Tuesday, October 26, 2010

Werewolf of London (1935)

Doctor Glendon (Henry Hull) is a dedicated botanist who doesn't go in for that society life stuff that scientists are frequently thrust into. He leads an expedition into Tibet to find the mysterious mariphasa, a plant that blossoms only by moonlight.

The good doctor does find said plant, and brings it back to London. Yea, maybe he was bitten by a half man, half wolf beast, but who cares? This plant is cool!

Night after night he studies the plant all the while dutifully ignoring his young, hot wife (Valerie Hobson). He meets the strange Doctor Yogami (Warner Oland), who claims to have met him in Tibet. He too was searching for the mariphasa plant but came up empty. It seems the blossom of the mariphasa is the only way to keep the victim of a werewolf bite from transforming. Doctor Glendon doesn't care about that, he's got this awesome plant to look at! And he's got this awesome dentist's lamp to look at it with, too! His young hot wife (remember her?) doesn't mind. Her long lost hunky childhood friend is around to keep her, ahem, entertained.

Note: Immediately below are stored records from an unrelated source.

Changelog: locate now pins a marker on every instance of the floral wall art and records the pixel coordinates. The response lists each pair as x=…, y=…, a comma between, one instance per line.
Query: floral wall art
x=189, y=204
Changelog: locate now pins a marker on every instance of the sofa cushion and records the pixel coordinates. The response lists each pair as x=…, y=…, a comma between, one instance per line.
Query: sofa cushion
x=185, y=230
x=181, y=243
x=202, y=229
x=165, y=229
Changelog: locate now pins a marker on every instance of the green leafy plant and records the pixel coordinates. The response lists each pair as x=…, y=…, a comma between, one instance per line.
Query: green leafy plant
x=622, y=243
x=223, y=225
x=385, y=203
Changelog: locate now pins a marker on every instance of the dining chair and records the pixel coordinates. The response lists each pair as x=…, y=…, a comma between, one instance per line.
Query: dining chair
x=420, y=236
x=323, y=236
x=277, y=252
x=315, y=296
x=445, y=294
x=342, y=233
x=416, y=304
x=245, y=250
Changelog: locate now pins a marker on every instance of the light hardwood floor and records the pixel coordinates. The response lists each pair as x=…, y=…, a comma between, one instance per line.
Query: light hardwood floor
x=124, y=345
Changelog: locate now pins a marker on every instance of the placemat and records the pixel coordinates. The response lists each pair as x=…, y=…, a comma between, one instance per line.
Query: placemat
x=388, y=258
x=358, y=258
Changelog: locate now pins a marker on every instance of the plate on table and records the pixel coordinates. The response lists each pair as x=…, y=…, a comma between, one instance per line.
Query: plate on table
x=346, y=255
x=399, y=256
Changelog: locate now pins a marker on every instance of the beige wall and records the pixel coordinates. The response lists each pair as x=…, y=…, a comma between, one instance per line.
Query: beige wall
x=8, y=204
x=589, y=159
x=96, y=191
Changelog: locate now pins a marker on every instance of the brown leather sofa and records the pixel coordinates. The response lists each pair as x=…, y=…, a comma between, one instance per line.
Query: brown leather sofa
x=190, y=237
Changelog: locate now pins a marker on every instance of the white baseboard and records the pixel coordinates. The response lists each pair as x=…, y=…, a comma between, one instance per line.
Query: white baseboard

This was the first werewolf movie. Well, the first talkie werewolf movie. A good movie, but it failed when it came out. People thought it too similar to Dr. Jekyll and Mr. Hyde, which I still haven't seen. Bela Lugosi was considered for Dr. Yogami, who would have been awesome in the role. Though, Warner was pretty good as well. Over the next three years he would play Charlie Chan nine more times then die of pneumonia. I bet he was way better than Sidney Toler. He sucked.

The "werewolf" character took a six year hiatus until reinvented by Creighton Chaney in The Wolf Man. I prefer calling the thing a "wolf man" rather than a werewolf, because historically, a werewolf was a man who made a pact with the devil to gain the ability to transform into a wolf. Not someone cursed to change into a man-wolf hybrid. Whatever. Too many history and folklore classes, I suppose.

Nevertheless, it's a good movie. AMRU 3.5. But it's not the FIRST werewolf movie. According to IMDB, the oldest movie with werewolf as a keyword was Nosferatu, which I've seen, but I don't remember the wolf. I will see a restored copy soon, so I'll keep an eye out.

The oldest surviving "werewolf" movie is called Wolf Blood (1925). You'll hear about it soon.